Targeting thesacred cows
RODNEY Gibson is a Queensland-based financial planner and practising tax agent, and he’s on the hunt. Gibson is out to kill a few sacred cows at this month’s Queensland state Financial Planning Association (FPA) conference.
According to Gibson, the industry has been progressively pushed into doing business with the constant threat of legal action against it, criticism from the Australian Securities and Investments Commission (ASIC) and FPA intervention often looming overhead. This, he says, has taken over from the real job of the financial planner — providing a service to people needing professional help.

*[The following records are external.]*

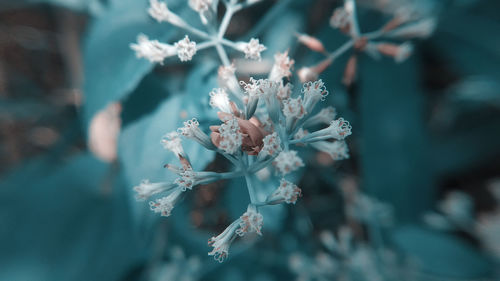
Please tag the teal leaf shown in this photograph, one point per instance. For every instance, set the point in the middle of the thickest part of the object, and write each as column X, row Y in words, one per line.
column 440, row 254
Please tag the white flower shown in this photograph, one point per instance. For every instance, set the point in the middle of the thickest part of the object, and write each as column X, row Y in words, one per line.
column 339, row 129
column 226, row 72
column 286, row 192
column 172, row 142
column 222, row 242
column 186, row 180
column 231, row 137
column 200, row 6
column 313, row 92
column 284, row 91
column 152, row 50
column 287, row 161
column 404, row 51
column 293, row 108
column 260, row 87
column 272, row 145
column 185, row 49
column 338, row 150
column 191, row 130
column 165, row 205
column 252, row 49
column 301, row 133
column 219, row 99
column 158, row 10
column 281, row 67
column 250, row 221
column 147, row 189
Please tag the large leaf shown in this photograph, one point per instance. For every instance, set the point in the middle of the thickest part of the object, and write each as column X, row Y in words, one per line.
column 58, row 224
column 112, row 70
column 440, row 254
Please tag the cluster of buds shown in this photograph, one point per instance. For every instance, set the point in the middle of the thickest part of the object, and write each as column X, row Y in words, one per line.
column 213, row 36
column 403, row 26
column 260, row 121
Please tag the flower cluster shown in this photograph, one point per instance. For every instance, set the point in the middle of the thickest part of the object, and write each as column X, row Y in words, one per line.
column 258, row 127
column 185, row 49
column 404, row 25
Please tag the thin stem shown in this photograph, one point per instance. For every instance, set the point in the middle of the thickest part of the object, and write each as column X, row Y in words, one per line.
column 222, row 54
column 342, row 49
column 354, row 19
column 251, row 189
column 204, row 45
column 228, row 43
column 225, row 21
column 196, row 31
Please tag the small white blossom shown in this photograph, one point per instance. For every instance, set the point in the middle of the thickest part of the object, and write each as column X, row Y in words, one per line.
column 301, row 133
column 325, row 116
column 313, row 92
column 294, row 108
column 219, row 99
column 339, row 129
column 286, row 192
column 186, row 49
column 272, row 145
column 152, row 50
column 189, row 128
column 260, row 87
column 147, row 189
column 284, row 91
column 222, row 242
column 287, row 161
column 186, row 180
column 252, row 49
column 282, row 66
column 165, row 205
column 226, row 72
column 231, row 137
column 200, row 6
column 250, row 221
column 338, row 150
column 192, row 130
column 158, row 10
column 172, row 142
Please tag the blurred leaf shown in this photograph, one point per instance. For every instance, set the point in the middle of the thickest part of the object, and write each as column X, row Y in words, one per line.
column 395, row 147
column 441, row 254
column 112, row 70
column 57, row 224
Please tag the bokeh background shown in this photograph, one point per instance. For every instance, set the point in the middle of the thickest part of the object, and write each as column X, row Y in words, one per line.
column 81, row 118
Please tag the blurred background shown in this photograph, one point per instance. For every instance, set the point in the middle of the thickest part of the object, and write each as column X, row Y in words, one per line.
column 81, row 119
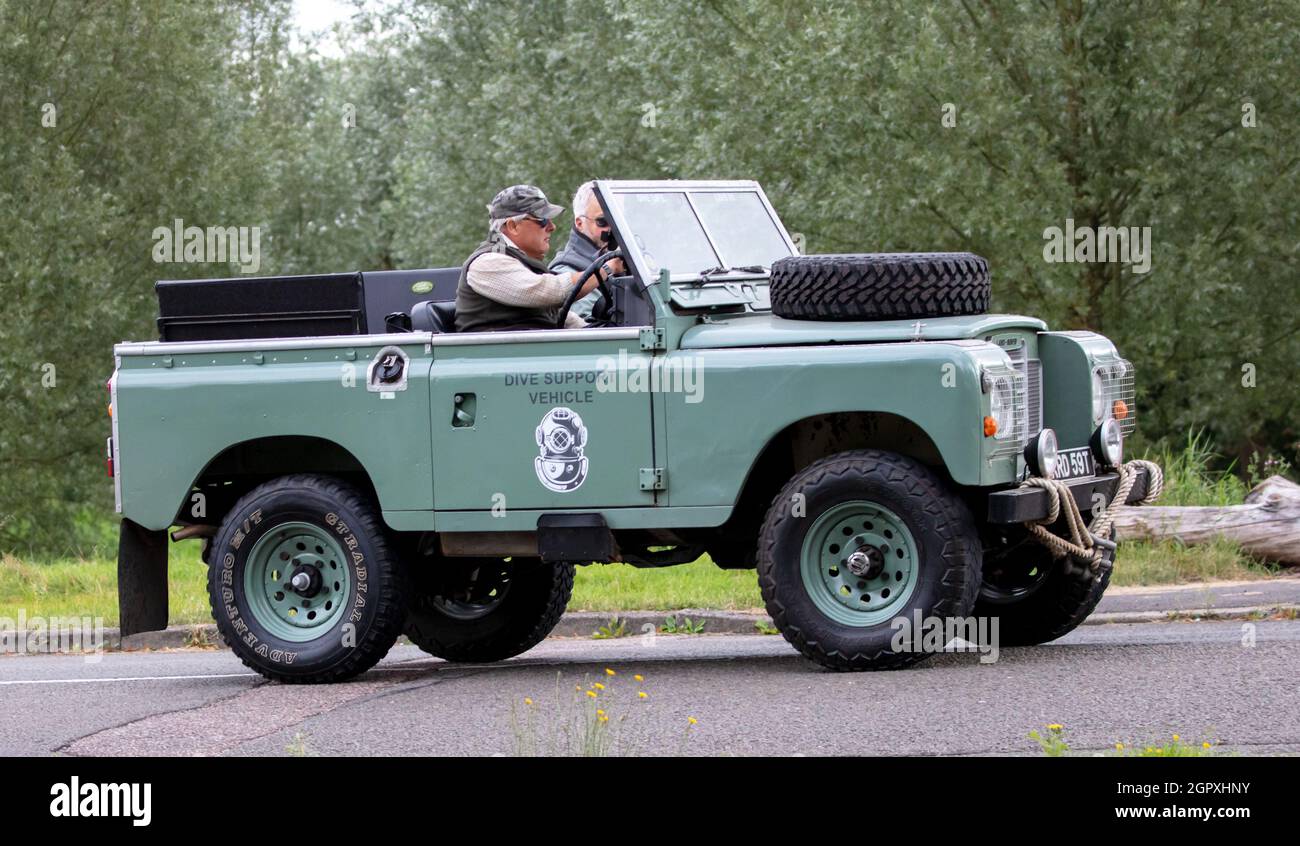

“Some years ago, I placed an investment with a fund manager. At the time, I had no tax file number for the client, so I sent it in a few days later by fax. I then got a phone call saying the fund manager couldn’t accept the client’s tax file number from the adviser. They said it was part of the tax law but when I asked what section, they couldn’t tell me. So I went off and found the section in the tax law that says an adviser can give a client’s tax file number to a fund manager, photocopied that and sent it to the general manager,” Gibson says.
“Two years later the same thing happened, another fund manager said they couldn’t take a tax file number from an adviser, but this time they said it was their policy.”
Gibson says it is this kind of activity, and people hiding behind laws, which causes inconvenience, frustration and difficulty for advisers.
“People in government and regulatory agencies are taking their own view of the way business should be conducted,” he says.
Gibson’s presentation will attack licensing, research, privacy, risk profiling and fee disclosure.
“Risk profiling is a con job, a commercial enterprise that has no substance in reality. How can you evaluate the risk-taking capacity of someone who doesn’t really know what’s going on,” he says.
Gibson will deliver his presentation alongside the FPA’s legal counsel, June Smith, for the audience to hear both sides of the ‘sacred cow’ debate.